Wikipedia history diff as a revision corpus

(As this is of interest not only to the Polish-speaking community, this post is in English.)

Recently, after some discussions on the lingucomponent list at OpenOffice.org on the method of finding frequent typos, I did some experiments on the revision history logs.

Background. The developers of grammar checkers, and autocorrect lists, have hard times with finding relevant corpora. Revision history is an excellent source about native speakers perception of linguistic norms. Frequently revised typos are perceived as errors that need to be corrected, so using these typos on autocorrect lists is justified. The same goes for style, grammar and usage errors.

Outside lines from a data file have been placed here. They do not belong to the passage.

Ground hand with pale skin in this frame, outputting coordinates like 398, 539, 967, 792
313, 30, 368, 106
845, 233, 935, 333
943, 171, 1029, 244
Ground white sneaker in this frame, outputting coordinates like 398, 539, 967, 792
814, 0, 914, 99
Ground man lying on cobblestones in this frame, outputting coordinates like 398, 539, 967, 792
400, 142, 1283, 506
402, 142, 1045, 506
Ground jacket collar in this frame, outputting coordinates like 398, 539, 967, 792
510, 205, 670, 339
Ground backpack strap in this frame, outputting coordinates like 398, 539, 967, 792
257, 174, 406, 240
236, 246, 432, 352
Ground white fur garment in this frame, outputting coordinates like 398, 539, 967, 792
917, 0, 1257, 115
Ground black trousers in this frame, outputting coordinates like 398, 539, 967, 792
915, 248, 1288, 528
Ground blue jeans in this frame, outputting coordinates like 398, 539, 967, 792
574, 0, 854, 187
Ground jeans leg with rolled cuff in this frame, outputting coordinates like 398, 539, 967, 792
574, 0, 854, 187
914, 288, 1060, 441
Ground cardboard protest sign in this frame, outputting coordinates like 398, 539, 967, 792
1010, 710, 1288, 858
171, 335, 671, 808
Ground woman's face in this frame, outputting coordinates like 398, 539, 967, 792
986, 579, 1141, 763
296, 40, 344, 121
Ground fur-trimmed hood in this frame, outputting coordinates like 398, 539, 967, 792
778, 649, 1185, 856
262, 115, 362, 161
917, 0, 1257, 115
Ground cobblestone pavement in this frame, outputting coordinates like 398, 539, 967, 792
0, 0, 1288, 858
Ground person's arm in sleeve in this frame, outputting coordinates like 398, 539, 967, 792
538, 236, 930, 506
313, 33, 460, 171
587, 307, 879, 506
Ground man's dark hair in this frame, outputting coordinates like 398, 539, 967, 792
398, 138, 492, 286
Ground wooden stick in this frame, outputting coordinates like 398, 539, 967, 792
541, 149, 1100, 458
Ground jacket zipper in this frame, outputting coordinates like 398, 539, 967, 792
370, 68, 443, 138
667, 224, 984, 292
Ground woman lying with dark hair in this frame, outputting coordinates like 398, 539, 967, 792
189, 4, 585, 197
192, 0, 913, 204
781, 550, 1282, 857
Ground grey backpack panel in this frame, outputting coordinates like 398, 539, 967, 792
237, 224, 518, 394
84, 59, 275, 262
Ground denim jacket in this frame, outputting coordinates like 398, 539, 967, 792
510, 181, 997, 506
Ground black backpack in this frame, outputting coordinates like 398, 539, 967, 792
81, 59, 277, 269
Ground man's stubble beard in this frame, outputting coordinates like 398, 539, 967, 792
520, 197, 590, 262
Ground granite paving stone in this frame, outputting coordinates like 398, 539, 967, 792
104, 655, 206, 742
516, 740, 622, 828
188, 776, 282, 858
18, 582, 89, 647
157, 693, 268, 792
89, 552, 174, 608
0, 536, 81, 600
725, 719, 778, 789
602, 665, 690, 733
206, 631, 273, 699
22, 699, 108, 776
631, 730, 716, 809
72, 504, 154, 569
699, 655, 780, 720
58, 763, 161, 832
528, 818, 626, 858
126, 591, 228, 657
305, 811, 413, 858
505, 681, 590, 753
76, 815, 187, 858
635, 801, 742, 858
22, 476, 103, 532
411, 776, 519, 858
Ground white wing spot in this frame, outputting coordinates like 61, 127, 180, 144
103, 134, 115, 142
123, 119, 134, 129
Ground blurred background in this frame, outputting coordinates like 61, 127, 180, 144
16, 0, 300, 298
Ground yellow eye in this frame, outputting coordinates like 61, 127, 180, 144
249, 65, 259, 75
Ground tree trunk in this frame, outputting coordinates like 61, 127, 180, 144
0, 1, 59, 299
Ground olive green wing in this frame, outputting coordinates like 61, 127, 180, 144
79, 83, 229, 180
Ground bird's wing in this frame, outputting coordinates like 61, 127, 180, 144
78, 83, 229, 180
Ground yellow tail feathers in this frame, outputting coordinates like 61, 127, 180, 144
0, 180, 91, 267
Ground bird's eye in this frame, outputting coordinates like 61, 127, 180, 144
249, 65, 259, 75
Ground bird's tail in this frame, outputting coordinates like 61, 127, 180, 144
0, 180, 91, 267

Method. Experiments involved three steps:
  1. Clean the history dump (??wiki-latest-pages-meta-history.xml), to get only relevant parts of the dump. Using XML tools isn't recommended (I tried XSLT, forget it). Using a simple awk script, I was able to clean the > 30GB dump in an hour or so, and got a >17 GB file. The script is simple and ugly, removes most wiki markup but requires more work, and tokenizes all words (puts them on single lines). The resulting file had 2440 million words. Nice ;)
  2. Get revisions from the dump, and compare them. I used another simple script that sequentially produced single files for all versions of one Wikipedia article, and run diff on them. The diff was piped to a file. After 1300 minutes, a corpus was ready. Note that instead of diff some other method.
  3. Query the corpus using the properties of unified diff format (gawk scripts, and sort). I was able to get a list of frequent one word-one word corrections, two word-one word corrections, and two or more words-one word or more corrections. I will post some of the results in Polish.
Possible improvements. (1) The corpus format probably should be changed. However, there is no standard corpus format and/or annothation format for revision corpora. The easiest way would be to tag the corpus before using diff. As the corpus will be used for LanguageTool, and we already have fast taggers for that, we could use the taggers to annotate the words.
(2) Use something better than diff - diff doesn't display enough context. Even if I changed the context to 5 or 7 lines, it could easily run out of sentence boundaries, and the sentence, segmented according to language-specific rules, is really the unit the grammar checkers are interested. This isn't as important to building autocorrect lists.
(3) Get a faster method for querying the corpus (using some standard corpus tools). For XML lovers, we could have an XML version of the difference corpus.
(4) Get more serious statistical tools, like those used for finding collocations. Now I use only frequencies. Using, for example, Levenshtein distance between two subsequent corrections could be a way of filtering out style corrections as opposed to typo corrections. Also word order correction is another thing that is now being disregarded.
(5) Use the comment lines in Wikipedia history diff in querying the corpus. Now they are ignored, but some of typo corrections go without further notice.
(6) Convert the revision history to the error corpus format, by annotating manually or automatically (using the comment tag in Wikipedia and/or the result of the statistical analyses in case the comment is not relevant).

Other sources of similar information. Queries to online dictionaries, like spell-checkers, thesauri, and the like, contain frequent typos. Also Google has a method for suggesting better queries, and this is based on such analyses. There are some Web diff tools for seeing the updates to web sites.

Linguistic relevance. Big revision corpora, also from newspaper proof-readers, and translation agencies, could be used for justifying the normative judgments not only on frequent usage grounds but on the ground what competent speakers of the language consider as a mistake or bad wording.

I need to dig more for error corpora tools, as my proof of the concept experiments were using only crude tools. Using easily available material as Wikipedia could be a great advantage to minority languages for making better computer-aided writing tools.

2 komentarze:

Anonimowy pisze...

Did you use the decompressed xml-File or the compressed 7z/bz2 Archive for your Experiment?

Marcin Miłkowski pisze...

Actually, both :) I downloaded the 7bz file and decompressed it to the standard output, feeding the gawk cleaning script with it. So of course you'd have to add the 7bz decompression time to the equation.

I also had a run on a decompressed XML corpus but I didn't notice much change in speed. Probably it was because I had it on a rather old drive and it was surely fragmented (it was large).

BTW, I have a publication forthcoming on this experiment in PALC 2007 proceedings. Here's a presentation: http://marcinmilkowski.pl/downloads/korpus_bledow.pdf
(in Polish, the publication will be in English).